Although Volkswagen may think of the New Beetle as the heir to the original Type 1 VeeDub, it's really nothing more than than a dressed up Golf masquerading as a bug. The true descendant of the air-cooled icon is the Smart ForTwo diesel. The minimalist interior and the general feel of driving the ForTwo is very reminiscent of the Beetle. Acceleration is something that's carefully considered and then doled out sparingly by the drivetrain. The ride is firm and electronic stability control has been standard on all Smarts since they launched. The short wheelbase and upright stance do combine for some squat and dive during acceleration and braking as well as during shifts with the semi-automatic. Hopefully the manual gearbox would allow the driver to manipulate the clutch in a smoother fashion eliminating some of that behavior.

The three banger diesel is louder than the one in the 300 but given the location directly behind the seats that's to be expected. In city driving it's fine, but on the freeway the buzz can get tiresome after a while. This is definitely a car that's perfect people who live in a city and just need to get around town. The compact dimensions make sliding into a parking spot that SUV drivers would just cruise past a breeze. This first-generation model is rated at 56mpg combined on EU cycle while the new second generation diesel model is now up to 71mpg.
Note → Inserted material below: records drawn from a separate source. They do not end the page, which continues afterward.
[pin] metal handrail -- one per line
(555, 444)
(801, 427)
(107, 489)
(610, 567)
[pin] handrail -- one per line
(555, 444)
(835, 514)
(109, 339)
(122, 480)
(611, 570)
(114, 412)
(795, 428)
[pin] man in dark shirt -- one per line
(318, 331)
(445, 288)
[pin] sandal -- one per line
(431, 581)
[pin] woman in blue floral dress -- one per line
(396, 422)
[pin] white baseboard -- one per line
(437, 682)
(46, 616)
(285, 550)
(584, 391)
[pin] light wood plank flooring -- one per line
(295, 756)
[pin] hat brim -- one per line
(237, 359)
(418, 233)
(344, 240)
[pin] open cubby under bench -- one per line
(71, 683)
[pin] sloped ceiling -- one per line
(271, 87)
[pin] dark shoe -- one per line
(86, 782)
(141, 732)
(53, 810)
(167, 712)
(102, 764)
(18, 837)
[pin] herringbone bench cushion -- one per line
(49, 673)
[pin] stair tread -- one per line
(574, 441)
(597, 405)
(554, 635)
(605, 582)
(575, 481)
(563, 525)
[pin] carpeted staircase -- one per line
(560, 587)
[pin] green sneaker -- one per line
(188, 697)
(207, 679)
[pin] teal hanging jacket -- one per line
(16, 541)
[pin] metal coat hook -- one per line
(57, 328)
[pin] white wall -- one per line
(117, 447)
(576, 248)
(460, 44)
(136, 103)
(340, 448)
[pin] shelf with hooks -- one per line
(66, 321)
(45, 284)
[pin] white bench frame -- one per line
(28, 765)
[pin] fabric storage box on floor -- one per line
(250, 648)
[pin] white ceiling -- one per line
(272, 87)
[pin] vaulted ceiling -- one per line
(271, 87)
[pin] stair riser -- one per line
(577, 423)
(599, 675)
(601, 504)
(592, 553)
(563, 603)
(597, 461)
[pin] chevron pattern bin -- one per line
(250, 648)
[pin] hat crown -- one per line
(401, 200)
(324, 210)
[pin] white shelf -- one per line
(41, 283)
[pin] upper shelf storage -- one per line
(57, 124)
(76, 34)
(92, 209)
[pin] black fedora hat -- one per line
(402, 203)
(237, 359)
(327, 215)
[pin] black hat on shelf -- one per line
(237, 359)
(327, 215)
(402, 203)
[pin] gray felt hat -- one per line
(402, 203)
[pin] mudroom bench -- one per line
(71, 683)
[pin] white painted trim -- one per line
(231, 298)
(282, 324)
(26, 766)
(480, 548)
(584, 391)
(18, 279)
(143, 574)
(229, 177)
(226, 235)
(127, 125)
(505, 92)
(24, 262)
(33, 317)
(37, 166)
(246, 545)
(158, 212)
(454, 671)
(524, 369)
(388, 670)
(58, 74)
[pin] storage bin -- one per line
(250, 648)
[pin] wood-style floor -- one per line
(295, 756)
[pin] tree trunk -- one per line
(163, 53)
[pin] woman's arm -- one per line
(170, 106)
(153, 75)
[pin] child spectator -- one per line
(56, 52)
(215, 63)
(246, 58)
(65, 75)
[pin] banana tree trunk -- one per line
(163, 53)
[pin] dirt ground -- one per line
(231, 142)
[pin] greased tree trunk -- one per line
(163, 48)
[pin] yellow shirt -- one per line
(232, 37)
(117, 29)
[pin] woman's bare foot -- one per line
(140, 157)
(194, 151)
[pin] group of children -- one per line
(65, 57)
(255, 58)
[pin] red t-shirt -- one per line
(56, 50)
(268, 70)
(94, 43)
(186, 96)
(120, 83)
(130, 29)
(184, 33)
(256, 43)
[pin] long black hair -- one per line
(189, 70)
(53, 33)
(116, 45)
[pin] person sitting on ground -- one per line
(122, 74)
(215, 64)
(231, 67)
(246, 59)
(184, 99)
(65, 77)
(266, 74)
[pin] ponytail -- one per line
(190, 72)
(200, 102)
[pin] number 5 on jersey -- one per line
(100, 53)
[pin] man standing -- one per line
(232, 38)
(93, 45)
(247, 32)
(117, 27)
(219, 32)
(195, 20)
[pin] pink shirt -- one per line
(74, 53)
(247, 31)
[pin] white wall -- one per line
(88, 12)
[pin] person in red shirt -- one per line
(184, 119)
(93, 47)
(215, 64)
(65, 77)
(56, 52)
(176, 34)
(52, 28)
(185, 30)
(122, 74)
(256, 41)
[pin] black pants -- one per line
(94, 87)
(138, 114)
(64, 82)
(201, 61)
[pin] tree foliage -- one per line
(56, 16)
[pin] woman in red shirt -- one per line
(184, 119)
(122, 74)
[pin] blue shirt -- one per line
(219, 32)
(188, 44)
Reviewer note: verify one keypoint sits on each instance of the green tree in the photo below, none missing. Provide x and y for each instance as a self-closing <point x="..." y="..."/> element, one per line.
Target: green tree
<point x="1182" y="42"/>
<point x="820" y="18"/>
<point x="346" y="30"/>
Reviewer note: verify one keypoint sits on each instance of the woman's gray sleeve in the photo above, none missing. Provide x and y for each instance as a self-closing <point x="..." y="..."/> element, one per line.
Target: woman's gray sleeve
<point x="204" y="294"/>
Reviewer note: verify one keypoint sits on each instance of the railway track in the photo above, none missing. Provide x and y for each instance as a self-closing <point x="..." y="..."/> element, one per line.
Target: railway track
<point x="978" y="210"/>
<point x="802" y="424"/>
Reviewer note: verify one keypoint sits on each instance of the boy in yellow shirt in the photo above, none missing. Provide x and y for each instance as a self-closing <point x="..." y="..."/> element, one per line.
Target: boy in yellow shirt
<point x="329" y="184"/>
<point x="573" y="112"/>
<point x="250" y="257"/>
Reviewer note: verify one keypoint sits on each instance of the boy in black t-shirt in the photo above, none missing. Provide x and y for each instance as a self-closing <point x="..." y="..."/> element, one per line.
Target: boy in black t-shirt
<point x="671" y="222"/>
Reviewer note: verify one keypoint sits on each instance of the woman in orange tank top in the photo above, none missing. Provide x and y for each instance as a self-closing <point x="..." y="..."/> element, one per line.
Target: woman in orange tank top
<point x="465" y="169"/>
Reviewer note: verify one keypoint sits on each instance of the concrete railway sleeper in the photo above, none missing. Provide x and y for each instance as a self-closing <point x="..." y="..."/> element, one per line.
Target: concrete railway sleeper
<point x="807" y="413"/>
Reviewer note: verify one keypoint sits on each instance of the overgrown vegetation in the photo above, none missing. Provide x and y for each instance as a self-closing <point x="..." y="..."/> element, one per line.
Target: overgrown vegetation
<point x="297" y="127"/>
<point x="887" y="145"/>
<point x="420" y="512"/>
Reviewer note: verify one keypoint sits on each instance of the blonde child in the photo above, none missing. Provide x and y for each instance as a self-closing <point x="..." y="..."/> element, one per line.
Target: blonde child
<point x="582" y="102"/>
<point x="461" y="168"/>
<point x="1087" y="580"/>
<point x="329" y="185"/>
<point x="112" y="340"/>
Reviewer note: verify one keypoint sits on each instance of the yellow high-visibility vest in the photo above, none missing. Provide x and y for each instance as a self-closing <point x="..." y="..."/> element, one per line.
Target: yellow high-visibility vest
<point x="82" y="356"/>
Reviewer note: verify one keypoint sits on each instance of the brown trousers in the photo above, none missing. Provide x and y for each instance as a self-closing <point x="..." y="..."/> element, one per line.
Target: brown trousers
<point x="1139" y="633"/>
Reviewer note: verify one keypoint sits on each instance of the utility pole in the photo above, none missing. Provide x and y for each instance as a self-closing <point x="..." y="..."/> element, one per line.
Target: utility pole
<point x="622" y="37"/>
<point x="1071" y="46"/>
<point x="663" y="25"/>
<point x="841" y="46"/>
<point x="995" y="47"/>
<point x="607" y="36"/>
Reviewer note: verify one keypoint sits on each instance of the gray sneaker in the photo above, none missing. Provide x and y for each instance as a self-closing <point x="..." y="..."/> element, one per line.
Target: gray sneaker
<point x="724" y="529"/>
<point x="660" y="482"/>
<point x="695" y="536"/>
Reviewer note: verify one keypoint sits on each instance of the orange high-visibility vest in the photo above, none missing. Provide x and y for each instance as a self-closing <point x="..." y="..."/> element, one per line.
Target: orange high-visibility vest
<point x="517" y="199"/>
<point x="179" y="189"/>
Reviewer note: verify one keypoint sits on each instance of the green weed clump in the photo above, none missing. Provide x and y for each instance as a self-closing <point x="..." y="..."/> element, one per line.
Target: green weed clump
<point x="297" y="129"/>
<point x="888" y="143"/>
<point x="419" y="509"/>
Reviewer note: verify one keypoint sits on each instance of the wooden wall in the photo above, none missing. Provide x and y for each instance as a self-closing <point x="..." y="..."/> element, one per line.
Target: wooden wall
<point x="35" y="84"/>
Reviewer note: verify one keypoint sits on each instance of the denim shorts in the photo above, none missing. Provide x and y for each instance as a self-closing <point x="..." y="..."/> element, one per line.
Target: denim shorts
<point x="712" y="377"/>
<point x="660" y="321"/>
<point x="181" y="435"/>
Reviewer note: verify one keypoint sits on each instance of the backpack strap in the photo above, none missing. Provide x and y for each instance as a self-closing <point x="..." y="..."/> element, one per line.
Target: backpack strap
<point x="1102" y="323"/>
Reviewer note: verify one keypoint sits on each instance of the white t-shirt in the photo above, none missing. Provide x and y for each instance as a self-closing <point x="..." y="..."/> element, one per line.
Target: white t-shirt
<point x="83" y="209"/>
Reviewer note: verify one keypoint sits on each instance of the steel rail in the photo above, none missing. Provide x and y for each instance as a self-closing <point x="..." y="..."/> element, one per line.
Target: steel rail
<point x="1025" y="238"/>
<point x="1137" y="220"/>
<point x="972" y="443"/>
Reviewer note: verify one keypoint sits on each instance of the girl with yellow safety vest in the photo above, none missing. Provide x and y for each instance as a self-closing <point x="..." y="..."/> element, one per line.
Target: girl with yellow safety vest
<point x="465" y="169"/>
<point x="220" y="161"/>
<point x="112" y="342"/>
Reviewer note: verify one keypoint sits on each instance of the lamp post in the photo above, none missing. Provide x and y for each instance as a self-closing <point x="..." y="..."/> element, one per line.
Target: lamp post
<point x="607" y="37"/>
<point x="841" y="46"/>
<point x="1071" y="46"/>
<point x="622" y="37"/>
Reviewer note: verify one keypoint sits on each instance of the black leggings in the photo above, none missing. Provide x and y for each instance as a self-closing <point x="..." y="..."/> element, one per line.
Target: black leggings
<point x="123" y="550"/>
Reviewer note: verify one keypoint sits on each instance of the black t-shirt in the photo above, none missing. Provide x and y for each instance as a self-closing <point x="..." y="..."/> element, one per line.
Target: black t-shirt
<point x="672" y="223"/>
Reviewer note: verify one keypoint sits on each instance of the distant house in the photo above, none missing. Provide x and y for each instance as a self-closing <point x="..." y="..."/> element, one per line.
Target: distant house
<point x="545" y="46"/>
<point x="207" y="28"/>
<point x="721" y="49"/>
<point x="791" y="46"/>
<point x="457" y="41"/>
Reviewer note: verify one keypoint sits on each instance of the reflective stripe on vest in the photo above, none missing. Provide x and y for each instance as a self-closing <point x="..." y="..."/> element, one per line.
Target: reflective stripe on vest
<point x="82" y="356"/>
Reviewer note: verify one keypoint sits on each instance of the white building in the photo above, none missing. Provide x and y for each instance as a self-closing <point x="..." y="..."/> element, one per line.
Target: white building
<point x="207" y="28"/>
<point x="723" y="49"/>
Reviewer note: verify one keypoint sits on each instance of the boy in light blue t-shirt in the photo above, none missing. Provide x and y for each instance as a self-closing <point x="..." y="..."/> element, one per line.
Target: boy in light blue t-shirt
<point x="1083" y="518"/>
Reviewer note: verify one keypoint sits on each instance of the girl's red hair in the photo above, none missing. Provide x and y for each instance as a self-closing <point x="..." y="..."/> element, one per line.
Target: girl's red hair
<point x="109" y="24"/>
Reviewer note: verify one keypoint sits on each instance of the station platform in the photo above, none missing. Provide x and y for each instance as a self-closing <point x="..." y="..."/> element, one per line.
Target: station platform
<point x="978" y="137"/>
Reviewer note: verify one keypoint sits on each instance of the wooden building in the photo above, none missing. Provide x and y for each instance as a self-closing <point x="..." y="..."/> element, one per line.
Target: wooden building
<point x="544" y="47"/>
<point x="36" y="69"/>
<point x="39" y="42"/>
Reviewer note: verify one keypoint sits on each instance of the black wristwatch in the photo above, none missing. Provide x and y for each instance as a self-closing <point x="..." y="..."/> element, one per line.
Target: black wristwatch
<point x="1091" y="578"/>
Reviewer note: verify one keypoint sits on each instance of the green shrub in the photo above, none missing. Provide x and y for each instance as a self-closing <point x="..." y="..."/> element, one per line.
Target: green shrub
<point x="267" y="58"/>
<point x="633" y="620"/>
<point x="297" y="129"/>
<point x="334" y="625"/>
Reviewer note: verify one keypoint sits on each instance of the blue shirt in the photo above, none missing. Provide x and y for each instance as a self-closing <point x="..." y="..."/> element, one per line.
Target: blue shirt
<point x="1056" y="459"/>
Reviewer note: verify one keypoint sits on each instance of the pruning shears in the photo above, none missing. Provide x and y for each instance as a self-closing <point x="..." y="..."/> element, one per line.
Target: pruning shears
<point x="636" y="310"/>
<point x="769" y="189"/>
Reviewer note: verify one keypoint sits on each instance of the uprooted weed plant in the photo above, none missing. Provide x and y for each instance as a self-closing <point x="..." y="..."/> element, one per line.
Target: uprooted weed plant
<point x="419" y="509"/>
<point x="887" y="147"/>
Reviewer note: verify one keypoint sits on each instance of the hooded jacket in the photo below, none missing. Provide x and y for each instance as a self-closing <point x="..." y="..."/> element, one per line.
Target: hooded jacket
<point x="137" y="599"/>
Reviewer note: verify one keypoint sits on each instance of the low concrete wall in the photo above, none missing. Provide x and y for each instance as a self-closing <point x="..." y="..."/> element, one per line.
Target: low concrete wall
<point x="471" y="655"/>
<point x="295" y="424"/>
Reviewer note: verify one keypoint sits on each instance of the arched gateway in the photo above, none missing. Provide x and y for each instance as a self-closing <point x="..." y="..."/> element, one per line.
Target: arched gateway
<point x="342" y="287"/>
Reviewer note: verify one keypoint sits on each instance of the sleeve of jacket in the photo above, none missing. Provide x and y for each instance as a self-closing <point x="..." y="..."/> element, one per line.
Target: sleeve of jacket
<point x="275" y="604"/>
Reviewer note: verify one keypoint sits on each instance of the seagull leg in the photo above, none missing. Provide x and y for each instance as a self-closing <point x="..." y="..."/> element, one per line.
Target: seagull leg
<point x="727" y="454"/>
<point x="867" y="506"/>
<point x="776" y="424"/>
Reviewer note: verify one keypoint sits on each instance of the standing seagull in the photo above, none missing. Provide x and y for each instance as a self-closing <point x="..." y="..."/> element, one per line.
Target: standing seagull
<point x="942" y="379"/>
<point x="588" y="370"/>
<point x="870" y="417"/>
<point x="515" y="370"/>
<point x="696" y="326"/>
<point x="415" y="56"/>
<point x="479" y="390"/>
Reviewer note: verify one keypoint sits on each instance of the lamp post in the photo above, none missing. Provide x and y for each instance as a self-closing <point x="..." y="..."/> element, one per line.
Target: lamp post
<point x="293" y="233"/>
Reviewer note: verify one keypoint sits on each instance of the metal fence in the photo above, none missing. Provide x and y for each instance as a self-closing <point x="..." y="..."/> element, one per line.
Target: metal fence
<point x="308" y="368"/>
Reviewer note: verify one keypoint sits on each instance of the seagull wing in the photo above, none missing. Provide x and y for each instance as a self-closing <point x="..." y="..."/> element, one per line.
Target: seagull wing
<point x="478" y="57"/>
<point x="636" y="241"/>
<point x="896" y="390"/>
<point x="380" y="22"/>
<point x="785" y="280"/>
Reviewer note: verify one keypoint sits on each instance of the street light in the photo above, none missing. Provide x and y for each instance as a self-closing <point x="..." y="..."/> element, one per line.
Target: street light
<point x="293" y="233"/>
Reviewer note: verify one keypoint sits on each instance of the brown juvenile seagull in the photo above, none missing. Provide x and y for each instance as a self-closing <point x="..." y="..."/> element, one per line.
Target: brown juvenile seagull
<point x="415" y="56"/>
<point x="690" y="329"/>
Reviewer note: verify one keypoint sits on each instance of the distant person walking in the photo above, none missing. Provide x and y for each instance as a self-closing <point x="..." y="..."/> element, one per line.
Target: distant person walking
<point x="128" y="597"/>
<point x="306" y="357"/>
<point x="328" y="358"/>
Americans might be concerned about the safety of such a small car, but that really shouldn't be a problem. The Smart has a full steel cage that does a remarkably good job of protecting the occupants. It has been crash tested repeatedly and the video of one crashing into a Mercedes E-Class (more than twice as heavy) in a 40mph offset frontal impact shows the doors could still open and close and the passengers would be OK. If you've got a long highway commute this isn't the car for you. If you live in town and need to get the office or store, it may well be ideal. We're looking forward to a full test the US spec 2008 model to see what's been improved.